Whilst the Prime Minister made his last stand with a committee of top MPs in the Palace of Westminster, Downtown held a reception on the Commons Terrace to fight for common sense over the construction of HS2 as it comes into Manchester city centre. The gathering of top engineers, businesspeople, MPs, and councillors was arranged urgently as consultation closes soon on the bill authorising the line from Crewe to Manchester.
The issue is that the government want to save £3bn on a tunnel by running the line in from Ardwick on a mile long 12-metre-high viaduct. This plan has faced outright opposition from organisations ranging from the Greater Manchester Local Enterprise Partnership, Manchester Council and Downtown.
Apart from the fact that there has been no inhibition by the government in building tunnels at Euston and through the Chilterns for HS2, the plans to build an ugly viaduct into Piccadilly Station would blight 500,000 sq. metres of prime development land costing 14,000 jobs. Crucially it would prevent any rethink on the government’s truncated plans for Northern Powerhouse Rail (NPR).
It would mean trains turning back rather than the original NPR scheme to allow trains from Liverpool to run underground, using new platforms, on their way to Leeds. Under the government scheme the platform capacity would be used up on day one.
Downtown is campaigning along with the council for a scheme that would run the track in underground, demolish Gateway House (on the station approach) creating an attractive plaza to welcome passengers.
With the Deputy Labour leader Angela Rayner looking on, Shadow Cabinet Minister Lucy Powell (Manchester Central) welcomed people to the reception saying the government’s plan did not put HS2 in the wider context of NPR.

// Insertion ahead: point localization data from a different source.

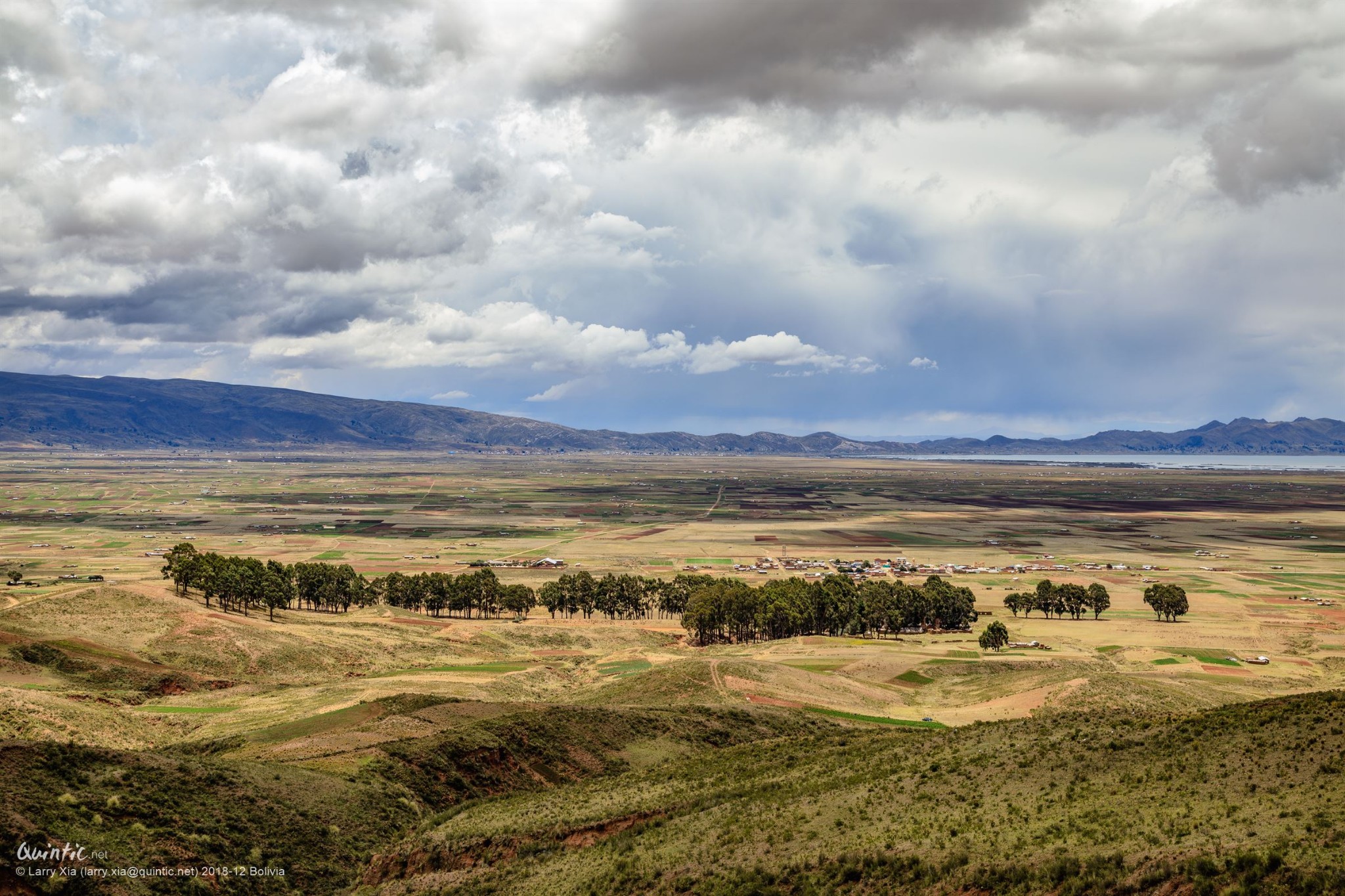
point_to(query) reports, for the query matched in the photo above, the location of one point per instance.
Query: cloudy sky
(884, 218)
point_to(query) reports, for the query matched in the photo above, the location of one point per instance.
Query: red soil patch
(772, 702)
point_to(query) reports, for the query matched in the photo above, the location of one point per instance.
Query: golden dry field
(1259, 554)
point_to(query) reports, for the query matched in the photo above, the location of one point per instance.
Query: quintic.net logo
(50, 852)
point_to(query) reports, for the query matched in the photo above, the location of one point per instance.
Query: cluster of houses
(521, 563)
(763, 566)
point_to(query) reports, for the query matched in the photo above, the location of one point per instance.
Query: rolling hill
(127, 413)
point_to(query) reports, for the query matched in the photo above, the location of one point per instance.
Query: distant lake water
(1161, 461)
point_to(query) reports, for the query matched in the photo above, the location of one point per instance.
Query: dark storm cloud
(1266, 79)
(711, 55)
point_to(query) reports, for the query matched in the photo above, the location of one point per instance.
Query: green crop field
(386, 750)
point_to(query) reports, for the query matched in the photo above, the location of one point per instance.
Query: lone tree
(994, 637)
(1098, 598)
(1166, 601)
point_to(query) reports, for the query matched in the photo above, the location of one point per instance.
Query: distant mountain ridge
(125, 413)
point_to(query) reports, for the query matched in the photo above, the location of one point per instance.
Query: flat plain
(412, 754)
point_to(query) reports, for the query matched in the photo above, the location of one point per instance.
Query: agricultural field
(385, 752)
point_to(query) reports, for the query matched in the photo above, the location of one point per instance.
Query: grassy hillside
(218, 803)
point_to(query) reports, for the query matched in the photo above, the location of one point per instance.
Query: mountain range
(127, 413)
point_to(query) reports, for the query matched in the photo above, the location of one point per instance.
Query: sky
(880, 218)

Shadow Transport Secretary Louise Haigh would be leading for Labour on the bill. She supported the underground solution whilst noting that on her side of the Pennines HS2 to Leeds had been cancelled completely.
Bev Craig, the leader of Manchester Council reflected that good train connectivity had started in the city in 1842, and we didn’t want a viaduct solution that would see the end of the track at the back of the bakery shop Gregg’s on the station approach!
The final speaker Lou Cordwell, chair of the Greater Manchester Local Enterprise Partnership said she was already getting global business interest in the fact that Manchester and London would be an hour apart when HS2 was built and believed the underground solution was the right one.
The government is clearly distracted at the moment, but they need to listen to the clear message sent to Ministers from the Downtown gathering.